I've had a question open on here about improving the performance of my 30gb workflow application in XPages. There were lots of suggestions but most involve recycling, improving code etc. and what actually fixed the issues with speed are not often talked about - the advanced tab in the application properties (see my last post)
Now I have an application that runs really well, it is fast and people are happy BUT the server still periodically crashes. Or I should say, HTTP becomes unresponsive and in extreme cases runs 100% CPU so Domino is also sluggish but still running.
I've been monitoring the HTTP threads with
tell http show thread state
And in most cases I see 80 http threads that are idle, or doing something but quickly released. Since the last update to the application where we have been way more focused on recycling the notes objects in SSJS, I thought we would see the end of the hung http thread but it's still there.
I'm almost positive that it's not an infinite loop that's causing this problem because 2 cases that I have confirmed with the end users are completely different and there are no loops as far as I can tell.
User is editing a document, presses a workflow button to approve and send it on to the next user. They are using Chrome. The spinning circle on the chrome tab starts, the server is then supposed to run the workflow agent, send emails, and then close the page on the browser. I noticed that there were 2 or 3 hung http threads that hadn't been released after an hour so I contacted the user and she told me the page hadn't refreshed but the spinning circle was still spinning in chrome suggesting the server was doing something. I checked the logs and the workflow agent HAS run, emails have been sent and the document is updated. She refreshed the page and can now see that it's been updated but for whatever reason Chrome sat there waiting patiently and never received the message that the LS Agent had run. I use notesAgent.runOnServer and return the resulting integer to confirm if the agent has run or not. If it returns 1 (i think) then the page is supposed to close, otherwise it should display a message. The page never refreshed so it didn't display anything, but the agent did complete.
A user in the evening ended up with about 15 hung http threads. In the logs I could see she was trying to reload the page multiple times. Then there was a search for the document she wanted, and then more attempts to open it. When I checked she said she searched for the document, the search page showed the results (in a repeat control), and every time she clicked the document to open it nothing happened. So she didn't even get in to the document yet the threads were hanging after each attempt. I got the URL from the notes log and tried it, document opens fine. I ran the same search, document opens fine. I send her a link to the document directly and it opens fine for her. Weird!!
Is there ANY way to diagnose this sort of behaviour because right now I have to have domino admin open running the tell http show.... command all day keeping an eye on it to make sure threads aren't hanging. It usually gets to lunch time and the server needs a reboot, which is rubbish.
Please help my sanity :-)
There are two actions I strongly recommend:
And use Frantisek's insights
Look for locked threads. As I said before, get more information - in your case javadumps will help. Issue server command
tell http dump java core
(button in browser won't help when http is frozen :-)). This generates javacore file and use IBM Thread and Monitor Dump Analyzer for Java to see the state of every thread.What you will (probably) find is that threads wait for some Notes API call. Post sample stacktraces of hung threads, please.
I used some of the Java dumps to analyse them for memory leaks and while I found a ton of information in there, not really knowing what I was looking for meant I found no conclusions.
Purely by chance I needed to work with a document in the system that randomly causes these thread locks and I manually ran the Workflow agent that gets called when these documents are processed. It took me a minute to realise what was going on but the agent appeared to be getting stuck in a loop when trying to generate a mime email based on the content of the document.
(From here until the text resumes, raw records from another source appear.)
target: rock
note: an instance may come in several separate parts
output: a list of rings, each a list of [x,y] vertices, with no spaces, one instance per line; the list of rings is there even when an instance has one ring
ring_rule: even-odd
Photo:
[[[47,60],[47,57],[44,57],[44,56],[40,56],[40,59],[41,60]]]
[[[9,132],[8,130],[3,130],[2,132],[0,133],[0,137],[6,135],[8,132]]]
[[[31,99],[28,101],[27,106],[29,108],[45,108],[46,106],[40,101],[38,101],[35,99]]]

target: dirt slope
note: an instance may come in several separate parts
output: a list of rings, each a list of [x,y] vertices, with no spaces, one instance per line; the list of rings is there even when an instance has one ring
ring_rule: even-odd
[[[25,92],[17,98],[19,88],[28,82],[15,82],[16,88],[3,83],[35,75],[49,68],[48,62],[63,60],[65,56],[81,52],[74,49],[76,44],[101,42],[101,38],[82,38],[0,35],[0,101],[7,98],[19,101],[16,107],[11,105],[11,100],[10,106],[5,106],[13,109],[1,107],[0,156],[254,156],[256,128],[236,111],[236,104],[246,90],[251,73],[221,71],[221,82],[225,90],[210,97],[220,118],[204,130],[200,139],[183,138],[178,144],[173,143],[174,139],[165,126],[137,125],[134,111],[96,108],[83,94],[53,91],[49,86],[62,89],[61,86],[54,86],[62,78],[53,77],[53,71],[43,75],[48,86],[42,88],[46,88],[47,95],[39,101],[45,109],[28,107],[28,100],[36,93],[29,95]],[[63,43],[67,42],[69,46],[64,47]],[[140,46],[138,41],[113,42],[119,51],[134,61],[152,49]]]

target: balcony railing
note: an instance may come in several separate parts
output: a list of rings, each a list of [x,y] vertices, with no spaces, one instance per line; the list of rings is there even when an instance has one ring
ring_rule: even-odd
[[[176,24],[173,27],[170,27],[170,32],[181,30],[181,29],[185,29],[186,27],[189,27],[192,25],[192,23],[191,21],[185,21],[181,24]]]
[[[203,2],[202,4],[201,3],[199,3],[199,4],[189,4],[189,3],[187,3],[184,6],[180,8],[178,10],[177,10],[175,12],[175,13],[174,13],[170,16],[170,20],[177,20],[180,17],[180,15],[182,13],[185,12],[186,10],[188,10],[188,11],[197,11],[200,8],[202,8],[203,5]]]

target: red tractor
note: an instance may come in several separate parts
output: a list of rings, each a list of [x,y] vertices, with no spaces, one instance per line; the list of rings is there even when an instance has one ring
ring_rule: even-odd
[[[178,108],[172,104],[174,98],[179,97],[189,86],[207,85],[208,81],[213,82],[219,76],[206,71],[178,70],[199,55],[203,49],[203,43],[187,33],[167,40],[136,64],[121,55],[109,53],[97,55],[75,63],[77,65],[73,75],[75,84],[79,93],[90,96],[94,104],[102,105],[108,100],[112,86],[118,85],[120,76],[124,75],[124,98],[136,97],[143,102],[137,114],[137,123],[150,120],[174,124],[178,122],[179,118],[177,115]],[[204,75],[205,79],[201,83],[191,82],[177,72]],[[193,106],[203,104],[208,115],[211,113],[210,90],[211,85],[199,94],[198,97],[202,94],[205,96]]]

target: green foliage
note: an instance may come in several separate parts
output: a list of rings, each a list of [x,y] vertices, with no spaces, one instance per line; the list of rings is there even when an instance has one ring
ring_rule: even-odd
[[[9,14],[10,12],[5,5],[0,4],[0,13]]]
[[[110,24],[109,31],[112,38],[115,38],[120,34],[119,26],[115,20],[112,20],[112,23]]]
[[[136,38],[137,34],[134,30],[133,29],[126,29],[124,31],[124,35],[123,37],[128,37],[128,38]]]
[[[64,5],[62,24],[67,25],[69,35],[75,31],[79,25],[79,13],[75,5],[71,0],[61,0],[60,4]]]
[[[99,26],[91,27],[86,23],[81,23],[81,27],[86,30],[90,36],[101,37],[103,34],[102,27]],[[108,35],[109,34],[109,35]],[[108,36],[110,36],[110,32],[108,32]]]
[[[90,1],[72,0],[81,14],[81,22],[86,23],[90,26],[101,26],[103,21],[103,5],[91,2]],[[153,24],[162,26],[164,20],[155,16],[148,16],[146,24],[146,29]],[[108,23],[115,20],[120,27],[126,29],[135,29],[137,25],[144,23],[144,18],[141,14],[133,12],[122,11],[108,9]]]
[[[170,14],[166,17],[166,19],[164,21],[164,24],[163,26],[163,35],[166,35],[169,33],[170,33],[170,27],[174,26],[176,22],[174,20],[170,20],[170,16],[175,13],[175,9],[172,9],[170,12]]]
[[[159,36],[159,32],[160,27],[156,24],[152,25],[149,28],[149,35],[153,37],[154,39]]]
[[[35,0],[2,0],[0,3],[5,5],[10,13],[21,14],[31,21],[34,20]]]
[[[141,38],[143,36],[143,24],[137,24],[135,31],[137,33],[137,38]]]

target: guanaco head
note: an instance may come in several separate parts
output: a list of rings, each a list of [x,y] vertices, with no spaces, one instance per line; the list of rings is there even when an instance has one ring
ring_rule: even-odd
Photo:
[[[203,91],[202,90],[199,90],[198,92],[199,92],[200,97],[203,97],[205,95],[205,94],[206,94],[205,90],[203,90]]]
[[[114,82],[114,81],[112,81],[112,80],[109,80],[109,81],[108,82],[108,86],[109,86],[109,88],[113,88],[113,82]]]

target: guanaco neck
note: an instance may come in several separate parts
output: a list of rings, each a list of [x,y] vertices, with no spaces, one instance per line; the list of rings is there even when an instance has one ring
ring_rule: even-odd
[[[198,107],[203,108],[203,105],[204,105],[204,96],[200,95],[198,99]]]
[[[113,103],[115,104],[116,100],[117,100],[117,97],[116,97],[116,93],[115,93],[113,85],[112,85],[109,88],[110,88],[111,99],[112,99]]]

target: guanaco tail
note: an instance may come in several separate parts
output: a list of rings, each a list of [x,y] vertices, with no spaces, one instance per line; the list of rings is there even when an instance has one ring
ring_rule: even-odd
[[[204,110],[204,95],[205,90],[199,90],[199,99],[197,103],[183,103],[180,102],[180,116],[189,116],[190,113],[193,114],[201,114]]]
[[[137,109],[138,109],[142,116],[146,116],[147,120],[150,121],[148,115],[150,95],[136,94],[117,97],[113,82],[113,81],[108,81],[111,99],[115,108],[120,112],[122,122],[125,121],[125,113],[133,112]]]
When a scheduled agent gets stuck in an infinite loop in Domino it's easy to spot just by looking at Agent Manager in the Admin Client. You will see it constantly consuming CPU and never finishing.
When an XPage calls an agent that gets stuck however, there is no clue (at least in my case) that agent manager is running and the HTTP Server task doesn't show that it's doing anything out of the ordinary. This is why I initially thought there were no infinite loops but I was completely wrong!
I added some code to count the number of loops that had been reached in the mime email generator routine and added a break if it reached some arbitrarily high value indicating it was stuck in a loop. Et Voilà! No more hung http threads!
This was a great excuse to go through the entire system and fix some of the old (poor) code in there, and tidy everything up. Ultimately though it was the agent not the xpage that was causing the issue. Thanks for everyone's suggestions though.